I bought a house about the time we got engaged. I knew at the time it was a stretch for me, but like you, I found out it was a bigger stretch with all of the bills, furniture, etc.

However, I loved my then girlfriend/fiancé dearly, and there was nothing that was going to stop us from moving towards marriage and the rest of our lives.

Yes, there were compromises. Several that I will not go into details on, but that is the choice we made with one salary significantly more than the other, and one person a natural saver and one person a natural spender.

We are now happily married for 35 years  So I would suggest you look long and hard at your SO, and decide if you want to move forward into a long-term relationship. Couples often have different incomes, financial goals, and family backgrounds. It can work, as we proved.

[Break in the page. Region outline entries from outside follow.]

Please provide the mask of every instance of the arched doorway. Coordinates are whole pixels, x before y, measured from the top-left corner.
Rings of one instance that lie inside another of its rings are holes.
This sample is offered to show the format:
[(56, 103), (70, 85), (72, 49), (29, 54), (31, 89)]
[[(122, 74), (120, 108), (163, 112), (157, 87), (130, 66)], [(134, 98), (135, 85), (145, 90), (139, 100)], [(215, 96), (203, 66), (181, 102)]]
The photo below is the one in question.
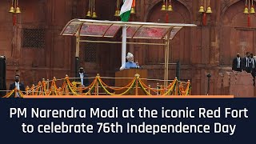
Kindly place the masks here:
[(243, 14), (244, 1), (238, 1), (226, 9), (222, 17), (220, 64), (230, 66), (238, 52), (256, 52), (256, 17), (250, 14), (248, 26), (246, 14)]
[[(161, 11), (162, 2), (157, 3), (150, 10), (147, 22), (166, 22), (166, 11)], [(174, 11), (168, 12), (168, 20), (170, 23), (190, 23), (190, 15), (187, 8), (178, 1), (172, 1)], [(170, 41), (170, 50), (169, 62), (180, 61), (182, 64), (190, 62), (190, 28), (183, 28), (173, 40)], [(165, 49), (162, 46), (146, 46), (146, 64), (159, 64), (164, 62)]]

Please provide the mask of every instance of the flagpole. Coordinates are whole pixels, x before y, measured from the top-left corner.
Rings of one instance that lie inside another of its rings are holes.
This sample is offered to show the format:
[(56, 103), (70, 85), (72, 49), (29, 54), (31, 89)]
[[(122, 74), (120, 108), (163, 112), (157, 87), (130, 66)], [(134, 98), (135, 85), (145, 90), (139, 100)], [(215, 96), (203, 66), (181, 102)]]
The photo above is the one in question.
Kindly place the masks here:
[(126, 26), (122, 26), (122, 64), (126, 62)]

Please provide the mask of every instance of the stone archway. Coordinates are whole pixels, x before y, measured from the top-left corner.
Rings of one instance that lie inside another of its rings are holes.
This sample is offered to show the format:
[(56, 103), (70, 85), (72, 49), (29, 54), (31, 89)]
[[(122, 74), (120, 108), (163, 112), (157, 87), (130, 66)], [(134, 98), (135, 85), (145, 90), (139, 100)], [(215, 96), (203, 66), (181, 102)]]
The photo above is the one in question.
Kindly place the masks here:
[[(156, 3), (149, 10), (147, 22), (165, 22), (166, 12), (161, 11), (162, 1)], [(171, 23), (190, 23), (190, 13), (182, 3), (178, 1), (172, 1), (173, 12), (169, 12), (169, 22)], [(170, 62), (181, 61), (183, 64), (189, 64), (190, 62), (190, 30), (189, 28), (183, 28), (175, 38), (170, 41)], [(159, 64), (164, 62), (164, 48), (162, 46), (146, 46), (146, 64)]]
[(247, 15), (243, 14), (244, 1), (232, 1), (224, 7), (222, 14), (220, 63), (230, 66), (233, 58), (239, 52), (256, 52), (256, 17), (250, 14), (250, 27), (247, 26)]

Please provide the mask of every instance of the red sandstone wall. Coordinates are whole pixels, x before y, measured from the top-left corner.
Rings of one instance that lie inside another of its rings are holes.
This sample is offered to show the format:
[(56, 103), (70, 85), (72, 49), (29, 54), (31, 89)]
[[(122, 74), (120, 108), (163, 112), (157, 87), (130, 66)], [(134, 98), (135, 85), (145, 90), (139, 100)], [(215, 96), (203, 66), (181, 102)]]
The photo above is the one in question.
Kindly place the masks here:
[[(163, 22), (166, 14), (160, 11), (162, 0), (137, 1), (136, 14), (132, 21)], [(213, 14), (208, 17), (207, 26), (202, 26), (199, 0), (172, 1), (174, 12), (170, 22), (195, 23), (196, 28), (181, 30), (170, 42), (170, 62), (182, 62), (181, 78), (192, 82), (193, 94), (206, 94), (206, 74), (210, 72), (210, 94), (219, 94), (219, 74), (230, 70), (236, 52), (255, 53), (254, 29), (248, 29), (242, 14), (244, 2), (238, 0), (210, 1)], [(116, 0), (96, 0), (98, 19), (115, 20)], [(88, 1), (82, 0), (23, 0), (20, 2), (22, 14), (18, 16), (16, 29), (12, 26), (12, 14), (8, 13), (10, 2), (1, 2), (0, 54), (7, 58), (7, 82), (15, 73), (20, 73), (26, 85), (36, 83), (42, 78), (63, 78), (74, 75), (74, 38), (59, 36), (62, 27), (72, 18), (84, 18)], [(251, 18), (255, 27), (256, 18)], [(22, 47), (22, 28), (44, 28), (46, 46), (40, 50)], [(12, 38), (14, 43), (12, 45)], [(120, 34), (116, 38), (120, 40)], [(138, 40), (136, 40), (139, 42)], [(152, 41), (152, 42), (154, 42)], [(96, 62), (85, 62), (85, 45), (81, 45), (80, 65), (86, 67), (90, 76), (114, 76), (120, 66), (121, 45), (97, 44)], [(127, 51), (135, 55), (140, 65), (149, 70), (150, 78), (163, 78), (164, 50), (161, 46), (128, 46)], [(175, 66), (170, 66), (170, 79), (175, 77)], [(152, 83), (151, 85), (155, 85)]]

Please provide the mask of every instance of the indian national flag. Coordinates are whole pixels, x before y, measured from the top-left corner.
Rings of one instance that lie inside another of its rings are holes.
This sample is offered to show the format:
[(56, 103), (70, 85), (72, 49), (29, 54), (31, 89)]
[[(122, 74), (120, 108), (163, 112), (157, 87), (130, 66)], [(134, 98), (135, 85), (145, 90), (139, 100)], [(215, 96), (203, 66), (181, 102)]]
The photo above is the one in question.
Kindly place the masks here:
[(128, 22), (130, 15), (130, 9), (132, 5), (133, 0), (124, 0), (123, 5), (122, 6), (120, 11), (121, 21)]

The question is, do you love him enough? Seems like I have not heard that, and if you did, none of this might not matter to you. Just my opinion. Good luck to you :)
 
Need more information.

How old is he? How old are the student loans? Does his job have great potential for earnings growth?

The reason I ask is if he's fresh out of college and is just starting a career I can understand the debt. However, if he's around 30, hasn't been paying on the student loans and his career hasn't taken off, then that's a whole other situation.

These two completely different situations would require different advice.
Agreed. If this cat is in his 30's, he's no prize worth making sacrifices for.

If he just finished law school for example, that's a horse of a different color. The vibe I get is that it's the former though.
 
Sorry to be so blunt. He can’t manage his money. He’s in debt and that’s not going to change. You’re going to have to accept this is going to be your reality for years.
 
I don’t think anyone has mentioned that paying $1,400/month on $100,000 debt, will not payoff the debt in 5 years, even if the interest rate was zero, so this debt is for the long haul unless the SO increases his payments more than the minimum.
 
I don’t think anyone has mentioned that paying $1,400/month on $100,000 debt, will not payoff the debt in 5 years, even if the interest rate was zero, so this debt is for the long haul unless the SO increases his payments more than the minimum.

Sept. 1 he no longer pays rent on his apartment, so some portion of that money was likely figured into going towards the loan payments.